The most frequently reported adverse events in the third Phase III trial were dizziness, ataxia, confusion and abnormal gait, and a comparable amount of Prialt and placebo patients discontinued the study. Elan intends to present the data at a major scientific pain meeting in 2005.

In the two previous Phase III trials, Prialt was found to significantly reduce severe chronic pain in a variety of opioid-resistant patients with neuropathic pain and pain related to cancer and AIDS. Results of the first study were published in the Jan. 7, 2004, issue of the Journal of the American Medical Association.

Severe chronic pain is defined as lasting longer than six months and can be caused by many things, including failed back surgery, injury, accident and other nervous system disorders. Elan estimates there are about 120,000 people in the U.S. with severe chronic pain that are potential candidates for IT treatment with Prialt. With the growing incidence of cancer-related pain and other kinds of pain, the figure could rise to as high as 300,000 patients, Kawatra said.

"There's a significant number of people for whom morphine does not help," she said. "They can't get out of bed. They can't work. They can't drive a car because their pain is so severe. To those people who suffer from this type of pain, it's an important new option."

Elan has data of patients being treated with Prialt for more than seven years and the company said severe psychiatric symptoms and neurological impairment can occur during treatment. The company advises that patients with a pre-existing history of psychosis not be treated with the drug.

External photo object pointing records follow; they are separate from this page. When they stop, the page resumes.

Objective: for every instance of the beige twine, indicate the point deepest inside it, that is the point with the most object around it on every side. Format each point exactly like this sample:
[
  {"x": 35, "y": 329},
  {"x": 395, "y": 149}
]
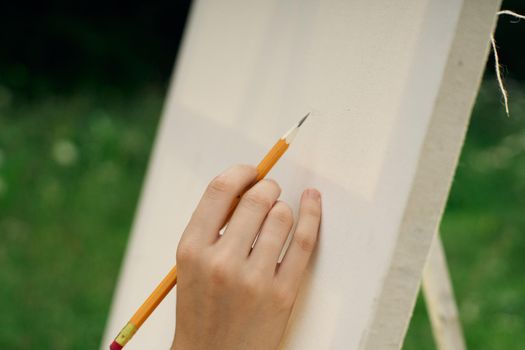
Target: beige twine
[{"x": 496, "y": 59}]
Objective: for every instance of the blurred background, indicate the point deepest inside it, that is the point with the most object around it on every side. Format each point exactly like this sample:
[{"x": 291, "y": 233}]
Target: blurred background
[{"x": 81, "y": 93}]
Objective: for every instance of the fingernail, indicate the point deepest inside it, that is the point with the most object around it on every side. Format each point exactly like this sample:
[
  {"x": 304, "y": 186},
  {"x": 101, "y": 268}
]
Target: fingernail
[{"x": 313, "y": 194}]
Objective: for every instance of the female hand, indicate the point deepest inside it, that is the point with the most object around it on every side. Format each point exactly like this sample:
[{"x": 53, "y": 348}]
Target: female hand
[{"x": 229, "y": 296}]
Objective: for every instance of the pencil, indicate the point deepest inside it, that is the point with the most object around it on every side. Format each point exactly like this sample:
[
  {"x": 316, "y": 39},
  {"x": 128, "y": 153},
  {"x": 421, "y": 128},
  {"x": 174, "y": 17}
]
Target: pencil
[{"x": 170, "y": 280}]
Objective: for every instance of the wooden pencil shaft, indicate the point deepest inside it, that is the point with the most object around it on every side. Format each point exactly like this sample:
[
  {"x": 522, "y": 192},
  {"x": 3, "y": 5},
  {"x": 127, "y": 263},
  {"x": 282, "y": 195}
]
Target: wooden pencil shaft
[{"x": 165, "y": 286}]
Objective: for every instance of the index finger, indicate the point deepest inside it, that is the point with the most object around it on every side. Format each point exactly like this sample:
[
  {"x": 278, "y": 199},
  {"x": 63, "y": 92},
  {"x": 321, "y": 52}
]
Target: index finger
[{"x": 213, "y": 208}]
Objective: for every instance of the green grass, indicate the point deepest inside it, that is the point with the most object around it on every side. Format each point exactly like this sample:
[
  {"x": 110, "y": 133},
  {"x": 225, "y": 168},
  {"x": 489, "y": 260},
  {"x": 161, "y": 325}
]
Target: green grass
[
  {"x": 483, "y": 229},
  {"x": 71, "y": 169},
  {"x": 70, "y": 174}
]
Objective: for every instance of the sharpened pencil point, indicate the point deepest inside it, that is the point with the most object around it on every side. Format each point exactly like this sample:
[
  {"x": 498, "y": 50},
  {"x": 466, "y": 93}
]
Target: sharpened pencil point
[
  {"x": 303, "y": 119},
  {"x": 115, "y": 346}
]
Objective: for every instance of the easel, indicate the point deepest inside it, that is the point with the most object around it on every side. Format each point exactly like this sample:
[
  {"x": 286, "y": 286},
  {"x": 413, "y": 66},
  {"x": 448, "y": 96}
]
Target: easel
[
  {"x": 436, "y": 283},
  {"x": 439, "y": 298}
]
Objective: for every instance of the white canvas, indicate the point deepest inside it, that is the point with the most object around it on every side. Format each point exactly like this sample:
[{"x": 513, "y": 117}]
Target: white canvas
[{"x": 377, "y": 77}]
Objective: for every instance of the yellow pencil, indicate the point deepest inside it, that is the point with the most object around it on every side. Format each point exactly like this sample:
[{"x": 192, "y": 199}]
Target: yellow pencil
[{"x": 170, "y": 280}]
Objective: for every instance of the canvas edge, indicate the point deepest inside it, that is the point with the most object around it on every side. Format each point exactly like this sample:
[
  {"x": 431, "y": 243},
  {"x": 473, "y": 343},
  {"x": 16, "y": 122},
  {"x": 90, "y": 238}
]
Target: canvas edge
[{"x": 435, "y": 170}]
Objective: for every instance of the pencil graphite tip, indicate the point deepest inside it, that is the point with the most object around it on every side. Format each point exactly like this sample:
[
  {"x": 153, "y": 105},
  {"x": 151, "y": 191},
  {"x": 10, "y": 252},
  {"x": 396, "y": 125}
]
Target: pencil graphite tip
[{"x": 303, "y": 119}]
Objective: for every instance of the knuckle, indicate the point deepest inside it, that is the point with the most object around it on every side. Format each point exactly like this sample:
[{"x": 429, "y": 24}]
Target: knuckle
[
  {"x": 257, "y": 200},
  {"x": 282, "y": 214},
  {"x": 272, "y": 183},
  {"x": 252, "y": 285},
  {"x": 219, "y": 186},
  {"x": 219, "y": 272},
  {"x": 312, "y": 210},
  {"x": 283, "y": 298},
  {"x": 305, "y": 242}
]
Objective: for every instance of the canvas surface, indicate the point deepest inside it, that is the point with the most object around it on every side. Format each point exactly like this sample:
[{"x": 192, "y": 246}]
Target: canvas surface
[{"x": 371, "y": 73}]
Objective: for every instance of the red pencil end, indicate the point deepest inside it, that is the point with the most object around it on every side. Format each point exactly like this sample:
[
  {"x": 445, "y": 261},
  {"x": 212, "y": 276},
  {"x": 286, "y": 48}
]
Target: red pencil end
[{"x": 115, "y": 346}]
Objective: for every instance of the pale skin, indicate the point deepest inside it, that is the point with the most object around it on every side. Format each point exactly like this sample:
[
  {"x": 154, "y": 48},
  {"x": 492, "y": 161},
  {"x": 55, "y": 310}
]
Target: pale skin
[{"x": 230, "y": 296}]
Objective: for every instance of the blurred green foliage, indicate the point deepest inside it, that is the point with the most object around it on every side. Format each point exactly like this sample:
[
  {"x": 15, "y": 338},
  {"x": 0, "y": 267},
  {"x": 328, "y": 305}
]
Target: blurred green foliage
[
  {"x": 482, "y": 229},
  {"x": 71, "y": 169},
  {"x": 81, "y": 91}
]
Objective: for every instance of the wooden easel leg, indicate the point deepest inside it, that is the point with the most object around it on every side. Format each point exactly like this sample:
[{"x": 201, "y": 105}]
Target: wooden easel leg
[{"x": 440, "y": 301}]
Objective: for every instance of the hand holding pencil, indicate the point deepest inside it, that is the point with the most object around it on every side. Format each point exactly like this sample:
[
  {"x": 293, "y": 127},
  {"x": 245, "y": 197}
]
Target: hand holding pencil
[{"x": 223, "y": 282}]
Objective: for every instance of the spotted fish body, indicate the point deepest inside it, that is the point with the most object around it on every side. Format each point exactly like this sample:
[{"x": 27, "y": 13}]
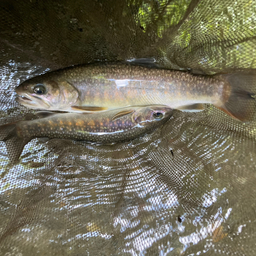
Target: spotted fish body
[
  {"x": 106, "y": 127},
  {"x": 98, "y": 87}
]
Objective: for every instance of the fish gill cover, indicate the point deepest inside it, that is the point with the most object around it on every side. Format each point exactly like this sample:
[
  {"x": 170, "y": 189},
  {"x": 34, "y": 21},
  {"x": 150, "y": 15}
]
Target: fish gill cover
[{"x": 185, "y": 189}]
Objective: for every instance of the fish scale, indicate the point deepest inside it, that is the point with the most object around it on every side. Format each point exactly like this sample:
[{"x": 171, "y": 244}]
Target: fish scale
[
  {"x": 105, "y": 127},
  {"x": 105, "y": 86}
]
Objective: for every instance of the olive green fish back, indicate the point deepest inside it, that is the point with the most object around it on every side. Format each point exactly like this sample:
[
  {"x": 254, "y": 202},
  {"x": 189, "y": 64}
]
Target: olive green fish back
[{"x": 186, "y": 189}]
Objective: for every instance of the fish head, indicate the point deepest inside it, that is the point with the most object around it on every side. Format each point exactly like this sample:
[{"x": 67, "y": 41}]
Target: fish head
[
  {"x": 152, "y": 114},
  {"x": 49, "y": 94}
]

The first new IT analgesic approved in more than two decades, Prialt was developed by Elan scientists and is part of a class of non-opioid analgesics known as N-type calcium channel blockers. It is the synthetic equivalent of a naturally occurring conopeptide found in the marine snail Conus magus. Prialt appears to work by blocking N-type calcium channels on nerves that transmit pain signals. Elan gained ownership of Prialt when it acquired Neurex Inc., of Menlo Park, Calif., in 1998 in a $741 million stock swap. (See BioWorld Today, April 30, 1998.)

Prialt is administered through implanted or external microinfusion pumps that release the drug into the fluid surrounding the spinal cord. The European approval for Prialt is pending and expected in the first quarter. Elan filed the marketing authorization application in May 2003, and received a positive recommendation in November.

Elan, which holds worldwide rights to Prialt, expects to announce pricing and launch the product in the U.S. in late January.

"I would say that over the next few years the market could grow from $150 million to $250 million per year in peak sales," Kawatra said of the U.S.

In contrast, analysts have said the company's other product, Tysabri, could reach $2 billion in peak sales.